Based in Cleveland, Ohio, NCSI is trusted by more than 50 national governing bodies to complete their background screenings. For the past fifteen years, NCSI has worked primarily with youth-serving organizations to champion policies and programs to help keep kids safe from harm while supporting organizations with comprehensive safety services. 
 
“It’s an issue we can’t be lax about,” said Abby Morris, US Lacrosse’s SafeSport program manager. “We want to be preventative versus reactive, to provide awareness and training before abuse happens.” 
 
US Lacrosse decided to partner with NCSI because it needed to guarantee consistent and comprehensive results for all of its member coaches across the country, Morris said.

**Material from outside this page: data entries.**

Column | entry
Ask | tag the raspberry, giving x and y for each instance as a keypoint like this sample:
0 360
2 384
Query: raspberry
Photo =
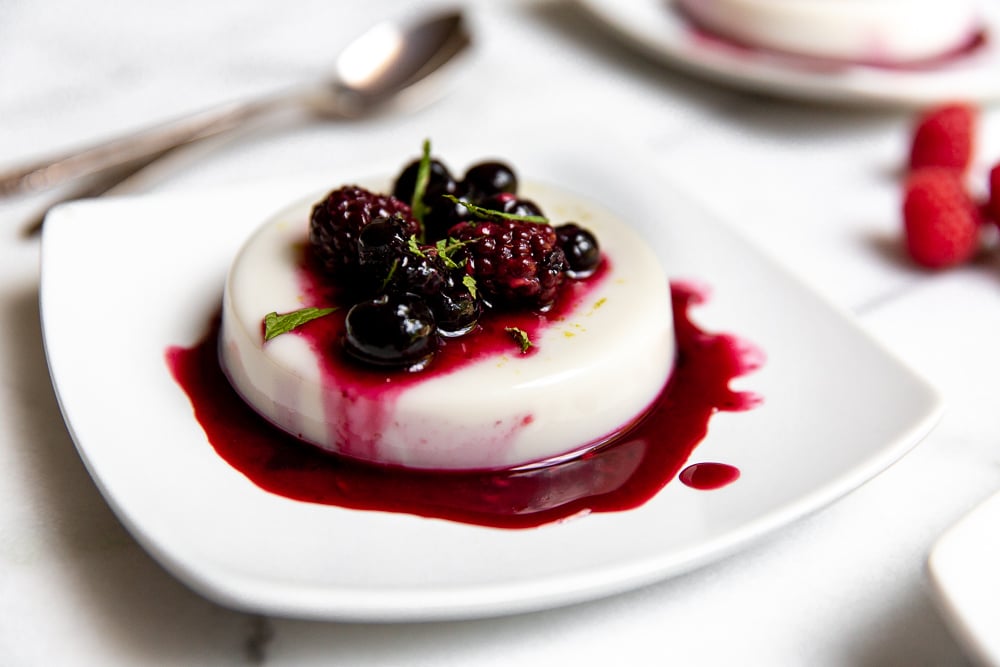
337 221
516 264
944 137
941 220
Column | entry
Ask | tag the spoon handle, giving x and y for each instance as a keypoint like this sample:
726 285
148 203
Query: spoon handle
144 144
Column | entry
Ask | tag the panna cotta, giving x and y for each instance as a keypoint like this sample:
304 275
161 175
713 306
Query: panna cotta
884 32
594 363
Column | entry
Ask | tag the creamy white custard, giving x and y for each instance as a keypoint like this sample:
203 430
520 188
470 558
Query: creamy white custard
870 31
590 373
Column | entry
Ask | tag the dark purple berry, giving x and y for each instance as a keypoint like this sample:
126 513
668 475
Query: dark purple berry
424 274
456 311
506 202
516 264
393 331
487 179
581 249
381 242
439 181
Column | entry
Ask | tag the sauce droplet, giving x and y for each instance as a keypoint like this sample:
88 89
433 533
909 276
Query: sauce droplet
708 476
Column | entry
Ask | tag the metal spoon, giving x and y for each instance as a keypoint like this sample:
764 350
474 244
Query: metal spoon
372 72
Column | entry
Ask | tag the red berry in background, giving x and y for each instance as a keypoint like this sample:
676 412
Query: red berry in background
944 137
994 203
940 218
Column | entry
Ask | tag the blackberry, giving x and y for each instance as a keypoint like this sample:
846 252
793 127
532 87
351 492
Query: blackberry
393 331
581 249
516 264
487 179
337 221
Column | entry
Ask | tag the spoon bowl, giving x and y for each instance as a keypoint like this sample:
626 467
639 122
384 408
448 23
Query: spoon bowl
382 66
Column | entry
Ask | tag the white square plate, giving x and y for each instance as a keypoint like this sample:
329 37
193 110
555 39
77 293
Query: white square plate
963 568
124 279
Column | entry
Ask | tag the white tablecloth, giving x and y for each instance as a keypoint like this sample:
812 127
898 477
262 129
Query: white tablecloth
845 586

Every NCSI background screen is extensive, consisting of two searches in all 50 states, two national sex offender registries, numerous terrorists watchlists and fugitive databases, and a county courthouse search. 
 
While many screening companies conduct national searches that provide instant results, NCSI uses the national databases as a supplement to in-person county courthouse searches. 
 
“A lot of companies are happy to take your money, but unfortunately, not all background checks are created equal,” Morris said. “NCSI gives what they promise, because pride goes into what they’re doing and they stand behind that.” 
 
An NCSI case study analyzed every disqualified applicant from a national youth sports group between 2015 and 2016 to determine if the crime would have been captured using the database-only method and without the county courthouse search. 
 
The results were astounding. Of the 56 disqualified individuals, 41% would have slipped through the cracks if background screenings were done using solely a national database. Crimes including violence, felony drugs and sex offenses were all found through local courthouse searches, but not via a database search. 
 
“The thoroughness of the NCSI screening is eye-opening,” Morris said. “Being able to screen our coaches across the nation under the same standard boosts safety for athletes.” 
 
That track record of safety has led NCSI to conduct more than 36,000 background screenings of US Lacrosse’s member coaches, officials, trainers and volunteers. 
 
While NCSI has the capacity to complete hundreds of thousands of background checks for an organization such as US Lacrosse, grass roots clubs often have the most to gain with the in-depth searches. 
 
“Human and financial gaps can create issues in keeping kids safe,” said NCSI co-founder Trish Sylvia. “We look to help bridge that gap for organizations.”
 
US Lacrosse remains focused on safety as its membership and popularity continue to grow with the hope of it eventually becoming an Olympic sport. Since the US Olympic & Paralympic Committee (USOPC) also uses NCSI for its background screening, US Lacrosse hopes its commitment to the same background check standards will help in its efforts towards becoming an official Olympic sport. 
 
NCSI’s personalized approach goes beyond just running background screens. NCSI also provides US Lacrosse guidance and resources to enhance player safety. 
 
In January 2020, NCSI was a presenter at the inaugural Safe Sport Symposium during LaxCon in Philadelphia. The symposium was an opportunity for US Lacrosse to connect with local coaches and club leaders on the importance of protecting athletes from abuse. 
 
Most recently, Sylvia presented a webinar hosted by US Lacrosse in conjunction with National Child Abuse Prevention Month (April). Sylvia emphasized online safety, especially how it relates to communication shifting online during the COVID-19 pandemic. 
 
Sylvia said she’s motivated to stay on the pioneering edge of protecting athletes, because on the other side of her work is a vulnerable population that deserves to have a safe environment in which to play the sports they love. 
 
“It’s something that’s going to take all of us working everyday and commitment to have an impact,” she said. “That will help lead to every child being in a safe environment.”